= Messier marathon =

Astronomy competition

Plot of the Messier objects relative to the modern constellations, ecliptic, and Milky Way, using equatorial coordinates (right ascension, declination)

A Messier marathon is an attempt, usually organized by amateur astronomers, to find as many Messier objects as possible during one night. The Messier catalogue was compiled by French astronomer Charles Messier during the late 18th century and consists of 110 relatively bright deep-sky objects (galaxies, nebulae, and star clusters).

==When and where a marathon is possible==
The number of Messier objects visible in any one night varies depending on a few factors, including the location of the observer, the duration of daylight and nighttime, and the season (the positions of the Messier objects relative to the Sun varies with the season, as does the length of the night).

===Location===
Because Messier compiled his catalog from a northern latitude, not all of the Messier objects are visible from the southern hemisphere. In particular, M81, M82, M52, and M103 make southern-hemisphere Messier marathons difficult, because they are all located at a declination of 60° north or greater. Although a Messier marathon can be attempted from any northern latitude, low northern latitudes are best.
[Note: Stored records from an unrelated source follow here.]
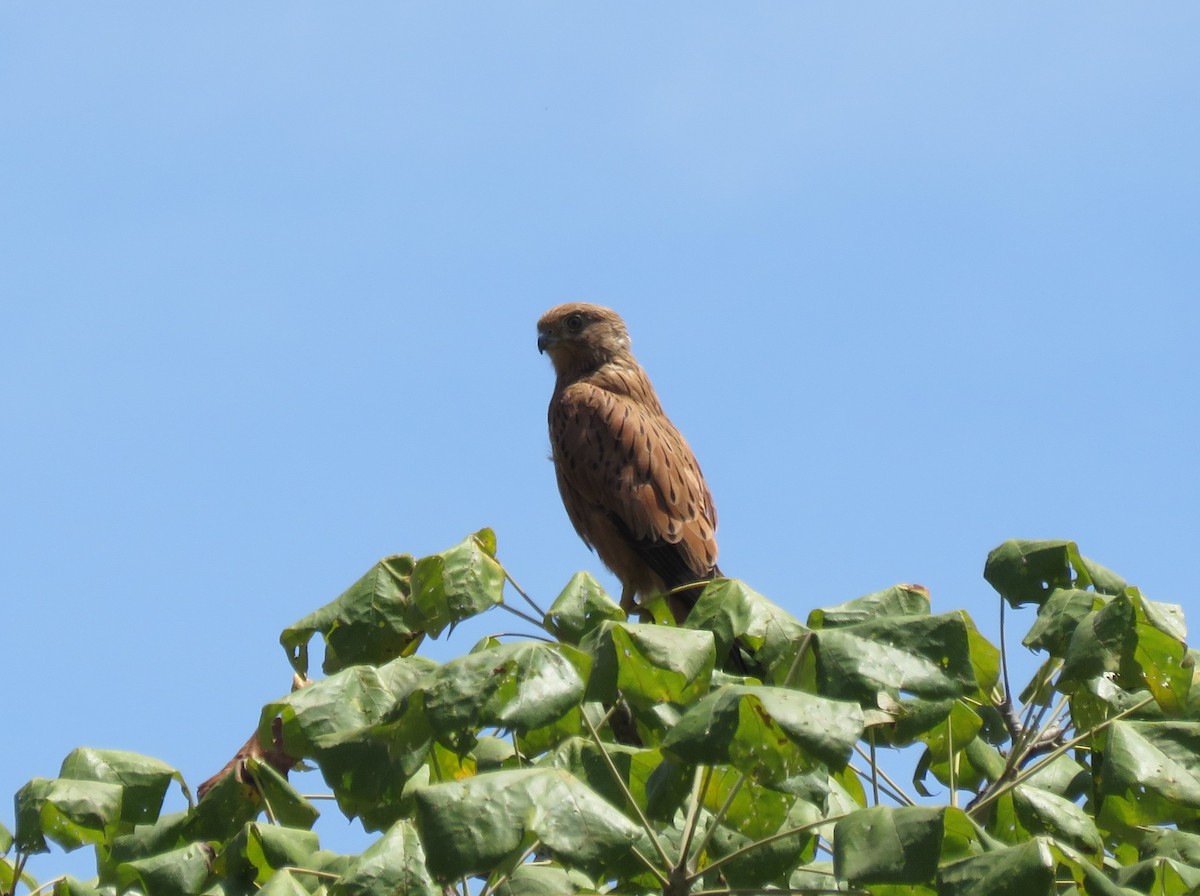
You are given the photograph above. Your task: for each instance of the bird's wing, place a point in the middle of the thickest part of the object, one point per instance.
(619, 457)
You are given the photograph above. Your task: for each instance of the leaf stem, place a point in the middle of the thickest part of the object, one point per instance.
(624, 789)
(521, 614)
(699, 788)
(993, 793)
(720, 813)
(520, 590)
(765, 841)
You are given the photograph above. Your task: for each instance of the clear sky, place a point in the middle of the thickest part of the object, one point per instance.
(912, 280)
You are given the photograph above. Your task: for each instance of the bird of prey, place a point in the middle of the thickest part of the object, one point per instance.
(629, 481)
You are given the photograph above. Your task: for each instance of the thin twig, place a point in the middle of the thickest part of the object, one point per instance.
(522, 593)
(516, 612)
(779, 835)
(699, 788)
(1001, 787)
(720, 813)
(624, 789)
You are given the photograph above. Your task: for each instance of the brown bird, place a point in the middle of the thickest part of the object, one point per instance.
(629, 481)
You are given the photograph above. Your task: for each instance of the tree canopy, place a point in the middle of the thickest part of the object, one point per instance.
(606, 755)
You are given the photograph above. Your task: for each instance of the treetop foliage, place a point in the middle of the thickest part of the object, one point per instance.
(605, 755)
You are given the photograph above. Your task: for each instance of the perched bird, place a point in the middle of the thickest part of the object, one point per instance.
(629, 481)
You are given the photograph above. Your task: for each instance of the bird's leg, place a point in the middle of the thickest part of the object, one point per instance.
(629, 600)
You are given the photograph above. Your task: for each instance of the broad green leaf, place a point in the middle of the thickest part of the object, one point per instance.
(984, 659)
(925, 660)
(537, 741)
(945, 744)
(1059, 618)
(225, 809)
(282, 800)
(1162, 877)
(456, 584)
(167, 833)
(286, 883)
(67, 812)
(732, 609)
(649, 663)
(261, 849)
(1026, 870)
(366, 729)
(1043, 812)
(755, 863)
(735, 723)
(393, 865)
(1099, 644)
(72, 887)
(1180, 846)
(1029, 571)
(143, 780)
(180, 872)
(471, 827)
(581, 608)
(1151, 774)
(895, 601)
(335, 709)
(366, 624)
(544, 881)
(585, 761)
(514, 686)
(888, 845)
(754, 811)
(1161, 655)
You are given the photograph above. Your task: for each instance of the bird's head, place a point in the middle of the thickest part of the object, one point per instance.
(580, 337)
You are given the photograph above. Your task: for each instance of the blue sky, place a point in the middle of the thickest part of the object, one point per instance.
(912, 280)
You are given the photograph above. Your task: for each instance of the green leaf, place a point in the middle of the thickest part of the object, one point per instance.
(342, 705)
(649, 663)
(1099, 644)
(544, 881)
(282, 800)
(954, 733)
(1150, 774)
(366, 729)
(225, 809)
(1043, 812)
(1059, 618)
(1026, 870)
(888, 846)
(581, 608)
(730, 609)
(167, 833)
(515, 686)
(286, 883)
(394, 864)
(67, 812)
(180, 872)
(71, 887)
(895, 601)
(736, 725)
(365, 624)
(456, 584)
(471, 827)
(1162, 877)
(583, 758)
(880, 661)
(261, 849)
(1029, 571)
(143, 780)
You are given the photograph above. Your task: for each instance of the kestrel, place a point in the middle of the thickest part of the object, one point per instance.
(629, 481)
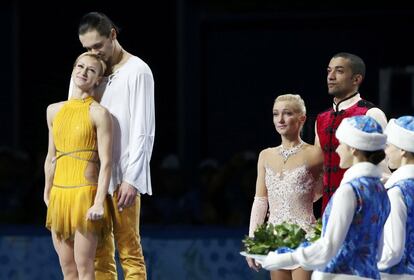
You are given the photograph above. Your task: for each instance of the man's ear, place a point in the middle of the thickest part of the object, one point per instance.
(113, 34)
(357, 79)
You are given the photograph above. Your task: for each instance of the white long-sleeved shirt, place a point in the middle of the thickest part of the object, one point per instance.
(394, 228)
(129, 97)
(318, 255)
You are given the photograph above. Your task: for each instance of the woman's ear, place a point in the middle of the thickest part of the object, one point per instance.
(354, 151)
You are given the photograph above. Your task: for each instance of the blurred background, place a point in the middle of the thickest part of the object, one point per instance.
(217, 66)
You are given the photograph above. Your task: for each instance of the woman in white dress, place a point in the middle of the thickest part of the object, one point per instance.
(288, 179)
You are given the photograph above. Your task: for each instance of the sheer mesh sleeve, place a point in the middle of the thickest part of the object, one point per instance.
(258, 214)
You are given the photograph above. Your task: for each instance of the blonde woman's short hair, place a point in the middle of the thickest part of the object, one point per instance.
(101, 62)
(295, 99)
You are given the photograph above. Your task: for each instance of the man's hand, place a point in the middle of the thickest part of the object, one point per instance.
(126, 195)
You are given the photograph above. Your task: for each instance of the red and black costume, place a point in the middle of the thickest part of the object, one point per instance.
(327, 123)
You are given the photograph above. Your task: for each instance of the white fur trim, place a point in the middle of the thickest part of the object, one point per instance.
(399, 136)
(359, 139)
(361, 169)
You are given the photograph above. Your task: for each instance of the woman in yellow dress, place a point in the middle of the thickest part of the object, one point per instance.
(77, 171)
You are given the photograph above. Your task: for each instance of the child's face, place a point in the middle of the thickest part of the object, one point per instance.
(345, 155)
(393, 156)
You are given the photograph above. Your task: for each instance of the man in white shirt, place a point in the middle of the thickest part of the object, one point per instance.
(345, 74)
(128, 94)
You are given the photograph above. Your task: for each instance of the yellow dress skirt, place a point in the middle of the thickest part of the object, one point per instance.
(73, 191)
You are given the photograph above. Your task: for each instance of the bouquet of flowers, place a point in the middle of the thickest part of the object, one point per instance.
(282, 238)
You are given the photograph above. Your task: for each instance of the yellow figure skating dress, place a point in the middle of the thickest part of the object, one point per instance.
(77, 168)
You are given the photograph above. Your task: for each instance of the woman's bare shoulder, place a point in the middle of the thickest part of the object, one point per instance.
(313, 152)
(99, 112)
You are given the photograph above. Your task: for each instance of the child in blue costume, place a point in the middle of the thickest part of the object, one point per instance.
(354, 218)
(397, 260)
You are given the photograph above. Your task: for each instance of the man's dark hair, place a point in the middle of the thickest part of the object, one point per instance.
(96, 21)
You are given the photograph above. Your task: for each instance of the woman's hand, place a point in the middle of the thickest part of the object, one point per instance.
(95, 212)
(253, 264)
(46, 198)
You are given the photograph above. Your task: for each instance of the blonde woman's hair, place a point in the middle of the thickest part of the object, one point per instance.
(295, 99)
(101, 62)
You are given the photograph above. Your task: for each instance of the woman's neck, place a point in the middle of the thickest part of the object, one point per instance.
(79, 94)
(290, 142)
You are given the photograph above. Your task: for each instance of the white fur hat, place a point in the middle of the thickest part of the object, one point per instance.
(400, 133)
(362, 133)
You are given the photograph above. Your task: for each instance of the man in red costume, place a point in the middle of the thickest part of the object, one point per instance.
(345, 74)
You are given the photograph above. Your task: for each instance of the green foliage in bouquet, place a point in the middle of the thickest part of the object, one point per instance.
(269, 237)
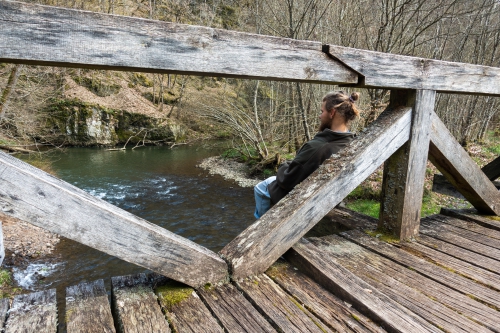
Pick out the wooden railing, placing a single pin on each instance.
(404, 136)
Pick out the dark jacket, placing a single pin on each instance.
(307, 160)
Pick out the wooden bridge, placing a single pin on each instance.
(446, 278)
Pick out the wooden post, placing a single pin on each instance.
(404, 171)
(258, 247)
(461, 171)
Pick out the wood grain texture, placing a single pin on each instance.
(190, 315)
(35, 312)
(135, 305)
(450, 263)
(431, 271)
(332, 311)
(461, 253)
(234, 311)
(472, 215)
(34, 34)
(88, 309)
(366, 265)
(461, 171)
(286, 314)
(396, 71)
(262, 243)
(38, 198)
(404, 171)
(341, 282)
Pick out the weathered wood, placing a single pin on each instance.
(441, 185)
(4, 308)
(461, 171)
(396, 71)
(360, 261)
(35, 312)
(340, 281)
(88, 309)
(404, 171)
(258, 247)
(332, 311)
(437, 222)
(135, 305)
(234, 311)
(471, 215)
(468, 226)
(450, 263)
(41, 35)
(492, 169)
(460, 253)
(436, 231)
(439, 274)
(38, 198)
(185, 310)
(282, 310)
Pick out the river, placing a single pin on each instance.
(159, 184)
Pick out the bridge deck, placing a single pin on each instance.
(351, 282)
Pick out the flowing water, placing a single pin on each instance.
(159, 184)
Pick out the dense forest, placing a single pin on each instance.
(264, 116)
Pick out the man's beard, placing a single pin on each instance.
(324, 126)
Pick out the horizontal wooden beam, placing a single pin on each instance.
(461, 171)
(385, 70)
(262, 243)
(42, 35)
(34, 196)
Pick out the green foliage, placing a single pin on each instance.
(98, 86)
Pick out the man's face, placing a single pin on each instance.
(325, 118)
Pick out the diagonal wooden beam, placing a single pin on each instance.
(42, 35)
(384, 70)
(404, 171)
(461, 171)
(258, 247)
(36, 197)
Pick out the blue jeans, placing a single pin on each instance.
(262, 197)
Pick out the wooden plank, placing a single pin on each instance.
(135, 305)
(461, 171)
(397, 71)
(437, 222)
(340, 281)
(441, 185)
(233, 310)
(460, 253)
(332, 311)
(36, 197)
(35, 312)
(435, 231)
(185, 310)
(466, 225)
(492, 169)
(450, 263)
(42, 35)
(404, 171)
(4, 308)
(363, 264)
(471, 215)
(284, 313)
(88, 309)
(431, 271)
(263, 242)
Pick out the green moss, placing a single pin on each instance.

In particular, a latitude of around 25° north lends the best possibility to complete a Messier marathon at the right time of year.

===Season===
At low northern latitudes, particularly around latitude 25° north, it is possible to observe all Messier objects in one night during a window of a few weeks from mid-March to early April. In that period the dark nights around the time of the new moon are best for a Messier marathon.

===Other times of year===
Less complete Messier marathons can be undertaken at other times of the year, with the actual quantity of Messier objects seen depending upon season and location. In particular, there is a short period around the autumnal equinox when most of the objects can be seen.

==The marathon==
The Messier Marathon was invented independently by American astronomers Tom Hoffelder, Donald Machholz, and Tom Reiland in the 1970s.
Typically an observer attempting a Messier marathon begins observing at sundown and will observe through the night until sunrise in order to see all 110 objects. An observer starts with objects low in the western sky at sunset, hoping to view them before they dip out of view, then works eastward across the sky. By sunrise, the successful observer will be observing the last few objects low on the eastern horizon, hoping to see them before the sky becomes too bright due to the rising sun. The evening can be a test of stamina and willpower depending on weather conditions and the physical fitness of the observer. Particularly crowded regions of the sky (namely, the Virgo Cluster and the Milky Way's Galactic Center) can prove to be challenging to an observer as well, and a Messier marathon will generally budget time for these regions accordingly.

==Organized marathons==

Marathons are typically organized by a local astronomy organization or astronomical society as a special type of star party. These are usually attempted at least once every year. Some clubs issue certificates/awards either for participation or for achieving a set number of objects.